Qué mala impresión causan esos
concursos en los que los menores juegan a ser adultos. Compiten entre ellos
despreciando su infancia para emular a las estrellas consagradas. En muchos
casos, niños de muy corta edad cantan, zapatean, bailan exactamente igual que los
más famosos artistas en una pasmosa imitación, incluidos los gestos más
provocativos, que despierta los elogios de un jurado
En el
fondo no son los pequeños quienes se disputan la victoria, sino sus padres.
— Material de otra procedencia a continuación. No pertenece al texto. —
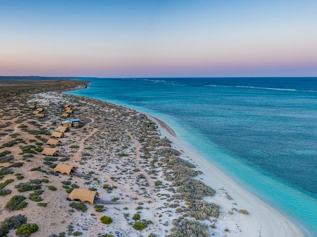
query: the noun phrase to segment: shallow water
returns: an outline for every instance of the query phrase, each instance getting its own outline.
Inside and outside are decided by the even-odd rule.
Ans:
[[[162,119],[240,185],[317,236],[317,78],[88,80],[88,89],[67,93]]]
Ellos, verdaderos frustrados, son capaces de sacrificar cualquier sentimiento
con tal de poder verse satisfechos. Basta pensar en el número de horas que
obligan a sus hijos para entrenarse, prepararse y alcanzar el nivel al que
llegan para entender lo egoístas que pueden ser.
Los
primeros años de vida de una persona se deben invertir en su desarrollo físico
e intelectual, en su formación humanística y científica, con un sentido abierto
que le dé acceso a las mejores opciones según sus propias características.
Por eso,
qué mala imagen dan esos pequeños jugando a mayores. Y peor, si además, algunos
montan el espectáculo a costa de esas engañosas ilusiones, alentadas por un
público que da soporte a ese mercado, verdadero tráfico de menores.